On Tue, 7 Apr 2020 23:40:59 -0700
Sean Christopherson <[email protected]> wrote:
> Return the index of the last valid slot from gfn_to_memslot_approx()
> if its binary search loop yielded an out-of-bounds index. The index
> can be out-of-bounds if the specified gfn is less than the base of the
> lowest memslot (which is also the last valid memslot).
>
> Note, the sole caller, kvm_s390_get_cmma(), ensures used_slots is
> non-zero.
>
> Fixes: afdad61615cc3 ("KVM: s390: Fix storage attributes migration
> with memory slots") Signed-off-by: Sean Christopherson
> <[email protected]> ---
> arch/s390/kvm/kvm-s390.c | 3 +++
> 1 file changed, 3 insertions(+)
>
> diff --git a/arch/s390/kvm/kvm-s390.c b/arch/s390/kvm/kvm-s390.c
> index 19a81024fe16..5dcf9ff12828 100644
> --- a/arch/s390/kvm/kvm-s390.c
> +++ b/arch/s390/kvm/kvm-s390.c
> @@ -1939,6 +1939,9 @@ static int gfn_to_memslot_approx(struct
> kvm_memslots *slots, gfn_t gfn) start = slot + 1;
> }
>
> + if (start >= slots->used_slots)
> + return slots->used_slots - 1;
> +
> if (gfn >= memslots[start].base_gfn &&
> gfn < memslots[start].base_gfn + memslots[start].npages)

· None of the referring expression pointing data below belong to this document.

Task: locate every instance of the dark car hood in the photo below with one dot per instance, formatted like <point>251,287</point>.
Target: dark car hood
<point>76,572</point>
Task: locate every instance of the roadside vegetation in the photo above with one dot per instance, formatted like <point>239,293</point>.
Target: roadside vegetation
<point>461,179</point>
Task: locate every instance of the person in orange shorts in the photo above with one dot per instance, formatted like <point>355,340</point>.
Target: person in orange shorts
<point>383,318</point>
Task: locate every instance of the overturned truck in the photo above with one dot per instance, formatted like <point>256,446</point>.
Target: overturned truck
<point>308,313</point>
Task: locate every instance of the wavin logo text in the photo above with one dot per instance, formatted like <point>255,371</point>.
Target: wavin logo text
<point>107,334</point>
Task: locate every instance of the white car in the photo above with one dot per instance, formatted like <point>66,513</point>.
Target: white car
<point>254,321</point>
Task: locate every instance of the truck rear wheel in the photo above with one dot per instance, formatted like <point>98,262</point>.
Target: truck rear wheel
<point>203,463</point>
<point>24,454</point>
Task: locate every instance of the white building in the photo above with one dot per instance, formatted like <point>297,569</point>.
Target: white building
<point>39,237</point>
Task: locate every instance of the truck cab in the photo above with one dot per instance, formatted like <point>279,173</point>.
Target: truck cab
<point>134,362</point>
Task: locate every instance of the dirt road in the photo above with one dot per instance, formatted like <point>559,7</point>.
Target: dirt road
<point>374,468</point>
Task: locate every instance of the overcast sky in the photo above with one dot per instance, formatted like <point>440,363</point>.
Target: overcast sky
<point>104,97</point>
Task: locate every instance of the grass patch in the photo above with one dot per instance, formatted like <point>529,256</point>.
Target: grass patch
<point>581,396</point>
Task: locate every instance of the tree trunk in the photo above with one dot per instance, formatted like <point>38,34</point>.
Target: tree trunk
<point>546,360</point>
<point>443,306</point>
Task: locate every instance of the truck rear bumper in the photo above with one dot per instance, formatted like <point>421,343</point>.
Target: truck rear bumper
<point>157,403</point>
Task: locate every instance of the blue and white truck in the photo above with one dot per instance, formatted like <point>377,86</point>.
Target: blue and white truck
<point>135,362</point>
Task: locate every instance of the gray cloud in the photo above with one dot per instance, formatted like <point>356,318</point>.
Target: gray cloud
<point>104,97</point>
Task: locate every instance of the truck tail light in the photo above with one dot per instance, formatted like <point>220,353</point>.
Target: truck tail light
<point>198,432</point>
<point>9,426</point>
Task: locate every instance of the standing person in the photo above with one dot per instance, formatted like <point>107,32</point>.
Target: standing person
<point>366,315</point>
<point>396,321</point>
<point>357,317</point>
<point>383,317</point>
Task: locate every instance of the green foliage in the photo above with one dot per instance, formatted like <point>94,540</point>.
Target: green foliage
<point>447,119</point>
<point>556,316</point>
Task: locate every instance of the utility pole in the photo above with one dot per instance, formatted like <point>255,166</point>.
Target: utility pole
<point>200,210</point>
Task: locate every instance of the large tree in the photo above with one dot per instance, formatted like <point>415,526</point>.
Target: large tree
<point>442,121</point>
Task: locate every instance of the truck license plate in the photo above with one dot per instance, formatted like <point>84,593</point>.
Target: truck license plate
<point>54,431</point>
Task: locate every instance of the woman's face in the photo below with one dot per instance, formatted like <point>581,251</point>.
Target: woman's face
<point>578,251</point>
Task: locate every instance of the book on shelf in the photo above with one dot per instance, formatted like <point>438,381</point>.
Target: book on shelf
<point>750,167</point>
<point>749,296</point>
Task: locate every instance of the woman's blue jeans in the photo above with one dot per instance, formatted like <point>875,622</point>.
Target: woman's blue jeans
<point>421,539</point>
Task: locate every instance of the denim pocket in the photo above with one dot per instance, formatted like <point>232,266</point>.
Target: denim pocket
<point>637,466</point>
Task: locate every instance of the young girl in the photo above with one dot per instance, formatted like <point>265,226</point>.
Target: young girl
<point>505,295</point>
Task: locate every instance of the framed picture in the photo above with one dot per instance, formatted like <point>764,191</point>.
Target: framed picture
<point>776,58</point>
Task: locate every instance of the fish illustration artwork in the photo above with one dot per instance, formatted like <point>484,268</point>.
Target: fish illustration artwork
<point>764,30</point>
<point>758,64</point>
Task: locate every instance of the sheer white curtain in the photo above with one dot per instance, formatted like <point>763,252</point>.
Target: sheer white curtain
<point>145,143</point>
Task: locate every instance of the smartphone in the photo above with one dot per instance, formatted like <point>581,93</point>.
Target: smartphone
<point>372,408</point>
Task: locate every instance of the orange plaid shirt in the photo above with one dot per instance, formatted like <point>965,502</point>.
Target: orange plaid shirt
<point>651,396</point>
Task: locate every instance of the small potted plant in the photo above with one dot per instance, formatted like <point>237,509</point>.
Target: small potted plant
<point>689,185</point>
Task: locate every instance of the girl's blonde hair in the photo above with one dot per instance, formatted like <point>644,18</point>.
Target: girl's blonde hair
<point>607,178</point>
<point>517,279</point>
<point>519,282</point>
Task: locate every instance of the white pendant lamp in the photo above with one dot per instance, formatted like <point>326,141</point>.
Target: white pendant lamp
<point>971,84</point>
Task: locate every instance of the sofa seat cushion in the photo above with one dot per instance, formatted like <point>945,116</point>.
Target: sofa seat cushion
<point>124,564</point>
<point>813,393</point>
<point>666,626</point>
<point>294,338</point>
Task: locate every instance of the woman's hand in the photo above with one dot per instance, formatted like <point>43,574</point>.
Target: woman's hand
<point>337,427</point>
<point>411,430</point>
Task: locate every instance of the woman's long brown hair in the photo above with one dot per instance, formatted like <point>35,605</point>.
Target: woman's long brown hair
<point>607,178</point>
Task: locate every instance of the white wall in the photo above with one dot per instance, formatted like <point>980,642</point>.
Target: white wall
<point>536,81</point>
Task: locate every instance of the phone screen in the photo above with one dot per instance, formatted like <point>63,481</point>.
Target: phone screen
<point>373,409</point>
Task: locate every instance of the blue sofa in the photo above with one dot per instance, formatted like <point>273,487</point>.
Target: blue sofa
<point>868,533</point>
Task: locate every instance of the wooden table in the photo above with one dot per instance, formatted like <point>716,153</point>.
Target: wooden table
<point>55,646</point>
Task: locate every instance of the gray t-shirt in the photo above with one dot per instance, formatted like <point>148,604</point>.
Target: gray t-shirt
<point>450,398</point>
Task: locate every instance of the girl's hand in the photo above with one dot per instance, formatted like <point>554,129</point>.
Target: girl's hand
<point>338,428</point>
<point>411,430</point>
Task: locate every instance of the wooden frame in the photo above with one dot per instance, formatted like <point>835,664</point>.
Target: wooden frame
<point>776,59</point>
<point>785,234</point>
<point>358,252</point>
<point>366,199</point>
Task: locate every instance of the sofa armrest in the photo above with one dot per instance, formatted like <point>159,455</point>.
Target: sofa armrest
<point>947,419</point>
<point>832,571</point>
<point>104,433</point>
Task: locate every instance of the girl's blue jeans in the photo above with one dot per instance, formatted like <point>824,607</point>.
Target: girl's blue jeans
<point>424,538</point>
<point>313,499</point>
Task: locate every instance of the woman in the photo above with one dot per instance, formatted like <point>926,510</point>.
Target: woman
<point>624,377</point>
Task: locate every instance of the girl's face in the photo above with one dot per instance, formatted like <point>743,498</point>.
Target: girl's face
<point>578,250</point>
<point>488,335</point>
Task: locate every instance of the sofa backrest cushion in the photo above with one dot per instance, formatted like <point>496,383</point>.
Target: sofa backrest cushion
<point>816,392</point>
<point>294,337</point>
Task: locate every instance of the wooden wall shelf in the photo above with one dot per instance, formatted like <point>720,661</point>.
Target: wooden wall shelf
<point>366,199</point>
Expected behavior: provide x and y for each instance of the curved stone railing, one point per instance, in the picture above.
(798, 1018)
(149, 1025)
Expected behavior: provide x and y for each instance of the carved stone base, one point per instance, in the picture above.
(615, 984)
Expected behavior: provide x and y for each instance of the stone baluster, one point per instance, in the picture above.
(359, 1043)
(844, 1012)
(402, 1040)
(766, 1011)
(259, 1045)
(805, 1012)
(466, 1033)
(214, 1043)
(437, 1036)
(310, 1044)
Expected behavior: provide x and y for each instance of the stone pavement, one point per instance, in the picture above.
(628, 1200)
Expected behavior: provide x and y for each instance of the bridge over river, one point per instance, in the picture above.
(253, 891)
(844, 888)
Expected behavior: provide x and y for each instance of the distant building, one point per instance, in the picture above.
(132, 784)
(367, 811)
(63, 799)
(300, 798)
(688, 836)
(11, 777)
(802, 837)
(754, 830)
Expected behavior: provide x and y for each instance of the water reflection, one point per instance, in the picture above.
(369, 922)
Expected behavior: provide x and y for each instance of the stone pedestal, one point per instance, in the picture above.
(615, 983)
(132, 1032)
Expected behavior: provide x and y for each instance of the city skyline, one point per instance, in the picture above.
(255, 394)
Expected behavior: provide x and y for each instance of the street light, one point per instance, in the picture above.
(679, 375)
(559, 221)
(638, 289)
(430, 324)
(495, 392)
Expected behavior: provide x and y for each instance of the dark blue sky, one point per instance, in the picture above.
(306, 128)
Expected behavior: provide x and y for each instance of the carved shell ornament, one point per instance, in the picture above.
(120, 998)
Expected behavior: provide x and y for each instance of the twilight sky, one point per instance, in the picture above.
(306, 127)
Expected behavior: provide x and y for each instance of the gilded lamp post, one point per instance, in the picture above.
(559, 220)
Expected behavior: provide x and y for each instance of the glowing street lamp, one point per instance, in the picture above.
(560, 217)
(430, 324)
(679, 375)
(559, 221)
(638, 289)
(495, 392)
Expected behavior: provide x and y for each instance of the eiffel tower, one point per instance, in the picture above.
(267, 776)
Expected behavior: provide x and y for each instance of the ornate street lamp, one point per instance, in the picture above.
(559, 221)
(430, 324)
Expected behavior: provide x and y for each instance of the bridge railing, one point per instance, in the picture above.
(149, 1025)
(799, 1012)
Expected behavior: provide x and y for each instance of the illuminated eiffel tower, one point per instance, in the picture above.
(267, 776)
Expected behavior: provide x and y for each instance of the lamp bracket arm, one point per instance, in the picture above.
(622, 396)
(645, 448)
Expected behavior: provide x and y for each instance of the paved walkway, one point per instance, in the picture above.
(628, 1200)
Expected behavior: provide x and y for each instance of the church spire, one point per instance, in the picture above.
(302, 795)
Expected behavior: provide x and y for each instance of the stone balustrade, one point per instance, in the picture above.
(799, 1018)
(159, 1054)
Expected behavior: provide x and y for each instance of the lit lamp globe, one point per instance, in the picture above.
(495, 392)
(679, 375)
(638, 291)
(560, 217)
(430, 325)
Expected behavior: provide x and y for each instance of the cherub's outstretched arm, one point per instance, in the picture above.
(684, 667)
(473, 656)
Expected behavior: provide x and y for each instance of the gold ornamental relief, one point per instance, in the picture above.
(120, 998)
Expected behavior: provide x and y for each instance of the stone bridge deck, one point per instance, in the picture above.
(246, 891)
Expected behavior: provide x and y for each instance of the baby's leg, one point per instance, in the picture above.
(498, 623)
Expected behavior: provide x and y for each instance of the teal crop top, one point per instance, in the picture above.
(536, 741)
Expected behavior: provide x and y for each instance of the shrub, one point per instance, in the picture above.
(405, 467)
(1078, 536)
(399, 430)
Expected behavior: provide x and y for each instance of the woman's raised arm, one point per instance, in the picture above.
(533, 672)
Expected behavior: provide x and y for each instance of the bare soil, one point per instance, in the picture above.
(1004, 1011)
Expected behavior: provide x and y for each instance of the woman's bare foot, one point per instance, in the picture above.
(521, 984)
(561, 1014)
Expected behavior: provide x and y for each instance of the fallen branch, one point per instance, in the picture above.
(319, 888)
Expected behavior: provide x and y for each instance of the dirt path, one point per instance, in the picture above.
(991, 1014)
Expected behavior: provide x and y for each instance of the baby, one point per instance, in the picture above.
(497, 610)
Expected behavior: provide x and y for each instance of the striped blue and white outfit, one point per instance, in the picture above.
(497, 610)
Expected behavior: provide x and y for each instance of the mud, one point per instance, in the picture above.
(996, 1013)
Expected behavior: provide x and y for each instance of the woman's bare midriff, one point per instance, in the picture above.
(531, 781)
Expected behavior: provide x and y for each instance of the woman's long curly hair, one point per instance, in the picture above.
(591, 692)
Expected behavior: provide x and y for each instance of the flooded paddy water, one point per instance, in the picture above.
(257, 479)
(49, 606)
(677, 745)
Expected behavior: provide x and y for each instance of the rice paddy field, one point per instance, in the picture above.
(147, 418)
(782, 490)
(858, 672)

> { atomic_set(&slots->lru_slot, start);
on s390 memory always starts at 0; you can't even boot a system missing
the first pages of physical memory, so this means this situation would
never happen in practice.
of course, a malicious userspace program could create an (unbootable) VM
and trigger this bug, so the patch itself makes sense.
Reviewed-by: Claudio Imbrenda <[email protected]>
On Wed, Apr 08, 2020 at 10:10:04AM +0200, Cornelia Huck wrote:
> On Wed, 8 Apr 2020 09:24:27 +0200
> Christian Borntraeger <[email protected]> wrote:
>
> > On 08.04.20 08:40, Sean Christopherson wrote:
> > > Two fixes for what are effectively the same bug. The binary search used
> > > for memslot lookup doesn't check the resolved index and can access memory
> > > beyond the end of the memslot array.
> > >
> > > I split the s390 specific change to a separate patch because it's subtly
> > > different, and to simplify backporting. The KVM wide fix can be applied
> > > to stable trees as is, but AFAICT the s390 change would need to be paired
> > > with the !used_slots check from commit 774a964ef56 ("KVM: Fix out of range
> >
> > I cannot find the commit id 774a964ef56
> >
>
> It's 0774a964ef561b7170d8d1b1bfe6f88002b6d219 in my tree.
Argh, I botched the copy. Thanks for hunting it down!